The Federal Reserve released the minutes Wednesday from its July Federal Open Markets Committee meeting, showing that more rate cuts are likely through the end of 2020.
At the end of its most recent July meeting, the Federal Reserve cut its benchmark rate by a quarter percentage point in a bid to keep the longest economic expansion in U.S. history from petering out. It was the first reduction since the financial crisis more than a decade ago.
Now, the Fed released its minutes from the meeting, giving insight into the committee’s reasoning for the rate cut.
The committee gave three overarching reasons for its decision to lower interest rates: a slowdown in economic activity, trade policy risks and slowing global growth and low wage growth and inflation.
“In particular, sluggish U.S. business fixed investment spending and manufacturing output had lingered, suggesting that risks and uncertainties associated with weak global economic growth and in international trade were weighing on the domestic economy. Strong labor markets and rising incomes continued to support the outlook for consumer spending, but modest growth in prices and wages suggested that inflation pressures remained muted. Inflation had continued to run below the Committee’s 2% symmetric objective.”
One expert explained the Fed tipped its hand to reveal it intends to continue lowering the federal funds rate.
“Revealingly, participants noted that low borrowing costs and high equity prices were ‘premised importantly’ on expected Fed rate cuts,” Capital Economics Senior U.S. Economist Michael Pearce said. “Translation: The Fed is petrified of upsetting the markets and will therefore continue cutting rates.”
“At this point, there is little sign that the Fed is willing to push back on the markets,” Pearce said. “As such, another 25-basis point cut in September still looks like a good bet, if only because the Fed will not want to disappoint lofty market expectations.”
But another expert pointed out the rate cut decision was not without its opponents.

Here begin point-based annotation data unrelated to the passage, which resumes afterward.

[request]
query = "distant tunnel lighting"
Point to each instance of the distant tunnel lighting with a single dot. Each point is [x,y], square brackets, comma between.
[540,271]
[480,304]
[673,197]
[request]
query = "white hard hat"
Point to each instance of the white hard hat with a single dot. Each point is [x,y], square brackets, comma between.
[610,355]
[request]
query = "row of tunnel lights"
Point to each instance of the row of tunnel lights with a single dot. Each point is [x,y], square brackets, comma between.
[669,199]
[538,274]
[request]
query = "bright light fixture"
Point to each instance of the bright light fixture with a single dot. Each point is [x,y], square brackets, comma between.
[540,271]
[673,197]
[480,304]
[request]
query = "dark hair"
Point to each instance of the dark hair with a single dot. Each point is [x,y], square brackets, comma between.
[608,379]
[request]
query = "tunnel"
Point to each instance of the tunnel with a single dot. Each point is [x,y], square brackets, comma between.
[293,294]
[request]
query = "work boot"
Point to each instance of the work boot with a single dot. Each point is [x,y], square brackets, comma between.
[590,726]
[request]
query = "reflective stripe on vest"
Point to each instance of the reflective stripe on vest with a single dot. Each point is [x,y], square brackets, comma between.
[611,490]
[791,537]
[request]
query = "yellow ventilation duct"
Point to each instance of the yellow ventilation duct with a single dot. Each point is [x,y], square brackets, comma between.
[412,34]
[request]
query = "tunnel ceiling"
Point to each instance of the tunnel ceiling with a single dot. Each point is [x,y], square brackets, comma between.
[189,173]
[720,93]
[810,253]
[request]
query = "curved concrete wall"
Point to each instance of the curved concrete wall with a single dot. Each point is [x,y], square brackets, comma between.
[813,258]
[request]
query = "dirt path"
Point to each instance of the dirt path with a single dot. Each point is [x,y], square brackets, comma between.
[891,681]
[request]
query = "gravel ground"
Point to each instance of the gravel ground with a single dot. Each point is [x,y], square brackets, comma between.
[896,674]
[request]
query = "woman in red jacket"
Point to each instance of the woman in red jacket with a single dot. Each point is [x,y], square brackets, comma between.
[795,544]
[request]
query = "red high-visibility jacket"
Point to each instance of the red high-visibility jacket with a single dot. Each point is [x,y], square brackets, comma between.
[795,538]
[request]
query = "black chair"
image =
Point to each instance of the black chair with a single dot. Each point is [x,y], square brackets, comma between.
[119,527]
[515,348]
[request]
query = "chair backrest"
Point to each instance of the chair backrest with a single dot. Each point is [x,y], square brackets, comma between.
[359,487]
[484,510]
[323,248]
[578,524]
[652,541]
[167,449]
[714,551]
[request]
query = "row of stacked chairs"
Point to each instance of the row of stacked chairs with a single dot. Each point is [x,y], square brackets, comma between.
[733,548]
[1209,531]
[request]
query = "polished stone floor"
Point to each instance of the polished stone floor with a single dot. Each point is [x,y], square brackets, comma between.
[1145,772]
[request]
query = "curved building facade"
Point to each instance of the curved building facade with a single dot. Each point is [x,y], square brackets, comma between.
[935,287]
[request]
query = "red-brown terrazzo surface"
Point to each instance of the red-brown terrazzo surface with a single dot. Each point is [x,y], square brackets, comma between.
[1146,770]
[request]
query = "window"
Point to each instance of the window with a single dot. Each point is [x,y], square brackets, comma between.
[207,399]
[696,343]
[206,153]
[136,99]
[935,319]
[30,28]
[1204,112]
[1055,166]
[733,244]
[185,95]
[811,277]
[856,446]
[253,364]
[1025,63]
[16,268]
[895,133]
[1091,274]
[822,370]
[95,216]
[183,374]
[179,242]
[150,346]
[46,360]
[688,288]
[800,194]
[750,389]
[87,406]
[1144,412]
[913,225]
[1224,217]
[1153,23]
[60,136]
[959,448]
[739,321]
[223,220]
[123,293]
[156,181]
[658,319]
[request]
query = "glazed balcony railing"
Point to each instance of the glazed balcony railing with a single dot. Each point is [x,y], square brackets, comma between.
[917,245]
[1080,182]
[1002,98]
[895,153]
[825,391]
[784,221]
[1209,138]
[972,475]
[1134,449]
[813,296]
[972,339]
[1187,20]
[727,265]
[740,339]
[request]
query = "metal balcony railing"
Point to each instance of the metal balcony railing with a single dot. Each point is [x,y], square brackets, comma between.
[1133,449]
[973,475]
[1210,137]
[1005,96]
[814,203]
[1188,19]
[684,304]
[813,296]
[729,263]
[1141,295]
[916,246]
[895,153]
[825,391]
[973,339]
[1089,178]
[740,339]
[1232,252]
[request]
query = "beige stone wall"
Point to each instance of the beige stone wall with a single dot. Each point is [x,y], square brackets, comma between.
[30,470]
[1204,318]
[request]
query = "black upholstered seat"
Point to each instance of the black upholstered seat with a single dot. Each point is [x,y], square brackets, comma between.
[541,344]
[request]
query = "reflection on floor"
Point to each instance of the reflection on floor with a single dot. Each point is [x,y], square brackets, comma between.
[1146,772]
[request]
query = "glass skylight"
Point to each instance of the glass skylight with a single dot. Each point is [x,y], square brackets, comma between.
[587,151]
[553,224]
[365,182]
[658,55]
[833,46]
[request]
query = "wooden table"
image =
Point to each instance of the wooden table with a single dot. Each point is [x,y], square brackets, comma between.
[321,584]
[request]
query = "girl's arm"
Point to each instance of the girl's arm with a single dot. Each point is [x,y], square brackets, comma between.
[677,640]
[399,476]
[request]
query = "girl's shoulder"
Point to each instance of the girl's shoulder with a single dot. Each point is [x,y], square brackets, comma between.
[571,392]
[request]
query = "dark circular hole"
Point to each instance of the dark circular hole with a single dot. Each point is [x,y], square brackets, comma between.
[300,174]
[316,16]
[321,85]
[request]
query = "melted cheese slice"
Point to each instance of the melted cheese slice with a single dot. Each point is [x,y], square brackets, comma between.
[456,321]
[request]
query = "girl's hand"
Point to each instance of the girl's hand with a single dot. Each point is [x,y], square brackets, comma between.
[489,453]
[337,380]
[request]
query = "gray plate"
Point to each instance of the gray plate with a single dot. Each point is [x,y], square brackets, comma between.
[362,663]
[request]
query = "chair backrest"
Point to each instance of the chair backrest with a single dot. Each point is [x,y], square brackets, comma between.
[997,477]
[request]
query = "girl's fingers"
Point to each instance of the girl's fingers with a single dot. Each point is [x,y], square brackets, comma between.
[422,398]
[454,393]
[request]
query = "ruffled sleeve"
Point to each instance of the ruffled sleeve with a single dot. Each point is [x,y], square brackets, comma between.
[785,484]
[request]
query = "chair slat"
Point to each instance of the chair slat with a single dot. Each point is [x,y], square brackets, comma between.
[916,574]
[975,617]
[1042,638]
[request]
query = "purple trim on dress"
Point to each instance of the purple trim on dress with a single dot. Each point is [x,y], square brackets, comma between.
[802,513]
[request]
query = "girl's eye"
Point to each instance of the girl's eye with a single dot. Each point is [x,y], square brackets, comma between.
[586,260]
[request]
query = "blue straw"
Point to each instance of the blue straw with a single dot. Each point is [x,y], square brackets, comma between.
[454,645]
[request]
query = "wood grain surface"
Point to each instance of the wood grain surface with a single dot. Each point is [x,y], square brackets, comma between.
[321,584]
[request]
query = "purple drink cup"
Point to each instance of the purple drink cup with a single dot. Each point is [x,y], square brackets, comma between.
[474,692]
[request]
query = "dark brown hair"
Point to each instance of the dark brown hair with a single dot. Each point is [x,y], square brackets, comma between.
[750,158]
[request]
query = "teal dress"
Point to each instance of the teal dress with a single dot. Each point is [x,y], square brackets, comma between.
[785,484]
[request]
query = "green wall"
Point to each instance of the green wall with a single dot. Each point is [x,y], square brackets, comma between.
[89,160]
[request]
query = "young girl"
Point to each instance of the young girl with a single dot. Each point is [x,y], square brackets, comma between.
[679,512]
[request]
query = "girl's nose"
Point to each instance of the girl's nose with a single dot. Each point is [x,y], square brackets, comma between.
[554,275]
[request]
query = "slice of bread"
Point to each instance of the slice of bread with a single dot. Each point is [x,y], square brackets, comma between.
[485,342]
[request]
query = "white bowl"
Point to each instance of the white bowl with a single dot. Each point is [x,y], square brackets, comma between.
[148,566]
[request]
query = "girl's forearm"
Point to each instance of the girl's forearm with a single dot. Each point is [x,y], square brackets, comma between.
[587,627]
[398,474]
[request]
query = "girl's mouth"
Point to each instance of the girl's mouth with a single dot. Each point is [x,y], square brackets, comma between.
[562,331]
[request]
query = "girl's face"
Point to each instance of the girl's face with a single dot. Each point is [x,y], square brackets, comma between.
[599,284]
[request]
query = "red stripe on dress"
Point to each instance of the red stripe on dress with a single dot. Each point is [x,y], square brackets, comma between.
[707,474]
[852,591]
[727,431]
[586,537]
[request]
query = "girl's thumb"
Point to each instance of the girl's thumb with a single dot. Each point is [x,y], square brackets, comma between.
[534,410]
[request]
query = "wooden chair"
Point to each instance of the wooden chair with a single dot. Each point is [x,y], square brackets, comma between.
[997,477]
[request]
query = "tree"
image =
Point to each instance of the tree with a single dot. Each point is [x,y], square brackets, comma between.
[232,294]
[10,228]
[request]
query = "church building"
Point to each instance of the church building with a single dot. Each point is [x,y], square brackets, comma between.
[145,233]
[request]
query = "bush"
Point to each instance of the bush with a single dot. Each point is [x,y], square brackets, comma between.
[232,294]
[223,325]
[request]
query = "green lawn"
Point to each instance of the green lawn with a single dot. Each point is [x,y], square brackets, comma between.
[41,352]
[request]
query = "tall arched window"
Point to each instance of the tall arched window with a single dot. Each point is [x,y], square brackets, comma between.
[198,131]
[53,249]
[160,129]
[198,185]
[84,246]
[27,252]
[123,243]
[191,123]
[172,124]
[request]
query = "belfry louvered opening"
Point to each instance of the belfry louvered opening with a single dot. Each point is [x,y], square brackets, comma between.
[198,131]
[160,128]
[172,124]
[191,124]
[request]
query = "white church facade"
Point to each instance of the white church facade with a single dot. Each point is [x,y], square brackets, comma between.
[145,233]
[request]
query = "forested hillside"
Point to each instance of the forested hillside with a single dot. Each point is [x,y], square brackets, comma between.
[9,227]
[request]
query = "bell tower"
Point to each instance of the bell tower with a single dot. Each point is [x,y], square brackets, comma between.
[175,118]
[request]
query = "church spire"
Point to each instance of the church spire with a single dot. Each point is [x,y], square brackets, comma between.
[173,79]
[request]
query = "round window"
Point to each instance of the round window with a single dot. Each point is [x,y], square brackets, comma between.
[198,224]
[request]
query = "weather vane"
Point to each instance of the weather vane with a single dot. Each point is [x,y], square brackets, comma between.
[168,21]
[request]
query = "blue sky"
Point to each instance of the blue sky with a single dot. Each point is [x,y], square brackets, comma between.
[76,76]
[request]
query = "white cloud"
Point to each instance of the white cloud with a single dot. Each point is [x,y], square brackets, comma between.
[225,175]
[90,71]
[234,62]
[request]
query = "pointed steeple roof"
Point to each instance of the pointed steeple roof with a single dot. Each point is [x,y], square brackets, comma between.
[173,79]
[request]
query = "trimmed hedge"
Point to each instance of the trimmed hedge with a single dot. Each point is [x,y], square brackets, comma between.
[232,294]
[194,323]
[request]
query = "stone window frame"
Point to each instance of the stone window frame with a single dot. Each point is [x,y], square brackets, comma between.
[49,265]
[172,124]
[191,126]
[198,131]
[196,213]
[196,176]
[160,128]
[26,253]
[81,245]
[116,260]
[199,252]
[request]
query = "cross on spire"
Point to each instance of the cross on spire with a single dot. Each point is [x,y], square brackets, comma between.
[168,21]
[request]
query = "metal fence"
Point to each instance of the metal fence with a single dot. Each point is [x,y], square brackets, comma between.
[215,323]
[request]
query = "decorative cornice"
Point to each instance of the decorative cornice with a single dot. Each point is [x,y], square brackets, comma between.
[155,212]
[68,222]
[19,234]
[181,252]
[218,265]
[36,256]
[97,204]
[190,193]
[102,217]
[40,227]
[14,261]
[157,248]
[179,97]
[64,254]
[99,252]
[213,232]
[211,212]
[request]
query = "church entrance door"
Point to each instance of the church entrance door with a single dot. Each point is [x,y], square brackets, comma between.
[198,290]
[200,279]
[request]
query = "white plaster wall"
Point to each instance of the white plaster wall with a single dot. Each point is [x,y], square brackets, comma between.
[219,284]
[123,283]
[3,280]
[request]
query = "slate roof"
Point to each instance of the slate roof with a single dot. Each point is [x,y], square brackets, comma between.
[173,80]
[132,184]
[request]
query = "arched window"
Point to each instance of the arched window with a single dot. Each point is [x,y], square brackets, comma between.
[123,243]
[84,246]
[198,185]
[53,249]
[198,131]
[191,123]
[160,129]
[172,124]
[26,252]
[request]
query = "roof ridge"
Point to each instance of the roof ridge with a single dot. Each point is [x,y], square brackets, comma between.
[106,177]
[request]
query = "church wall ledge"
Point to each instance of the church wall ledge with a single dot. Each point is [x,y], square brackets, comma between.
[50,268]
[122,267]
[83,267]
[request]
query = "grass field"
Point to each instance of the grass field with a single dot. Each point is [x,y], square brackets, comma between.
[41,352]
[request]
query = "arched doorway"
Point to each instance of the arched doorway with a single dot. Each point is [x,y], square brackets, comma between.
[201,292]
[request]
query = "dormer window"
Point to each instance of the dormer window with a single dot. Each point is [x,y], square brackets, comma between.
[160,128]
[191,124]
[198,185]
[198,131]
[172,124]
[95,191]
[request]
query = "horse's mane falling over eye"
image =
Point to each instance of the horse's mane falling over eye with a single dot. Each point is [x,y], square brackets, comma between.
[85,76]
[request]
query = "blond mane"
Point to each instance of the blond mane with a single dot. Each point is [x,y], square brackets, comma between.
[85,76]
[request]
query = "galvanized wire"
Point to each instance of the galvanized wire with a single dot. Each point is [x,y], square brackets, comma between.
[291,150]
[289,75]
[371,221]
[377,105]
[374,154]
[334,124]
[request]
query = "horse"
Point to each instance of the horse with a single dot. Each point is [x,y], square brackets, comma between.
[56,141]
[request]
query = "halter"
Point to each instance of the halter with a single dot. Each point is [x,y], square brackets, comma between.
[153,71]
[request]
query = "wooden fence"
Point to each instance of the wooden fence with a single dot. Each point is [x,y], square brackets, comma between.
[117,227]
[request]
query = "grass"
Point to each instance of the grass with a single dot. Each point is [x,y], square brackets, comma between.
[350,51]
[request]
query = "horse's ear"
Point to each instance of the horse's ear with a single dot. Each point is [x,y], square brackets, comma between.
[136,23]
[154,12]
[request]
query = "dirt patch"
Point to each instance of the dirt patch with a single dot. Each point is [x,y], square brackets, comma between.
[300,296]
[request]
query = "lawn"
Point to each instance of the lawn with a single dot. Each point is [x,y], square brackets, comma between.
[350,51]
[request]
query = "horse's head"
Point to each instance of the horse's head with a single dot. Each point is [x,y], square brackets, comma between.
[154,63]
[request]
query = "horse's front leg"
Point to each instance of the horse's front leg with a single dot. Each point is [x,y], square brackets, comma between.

In fact, the minutes reveal a sharp division between some committee members.
“Two members wanted a 50 basis point cut in July due to the persistent shortfall in inflation below the committee’s target, while others thought the recent rise in inflation justified their assessment that such weakness owed to transitory factors, and therefore warranted caution in easing policy,” said Curt Long, the National Association of Federally Insured Credit Unions chief economist and vice president of research.
But Long also agreed the market will likely see yet another rate cut in September.
“The events since the July meeting will only drive those two factions further apart and present a real challenge for Chairman Powell as he tries to present a unified front ahead of the September meeting. The best guess at this point is for another 25-basis point cut, but that is not the foregone conclusion financial markets are assuming,” he said.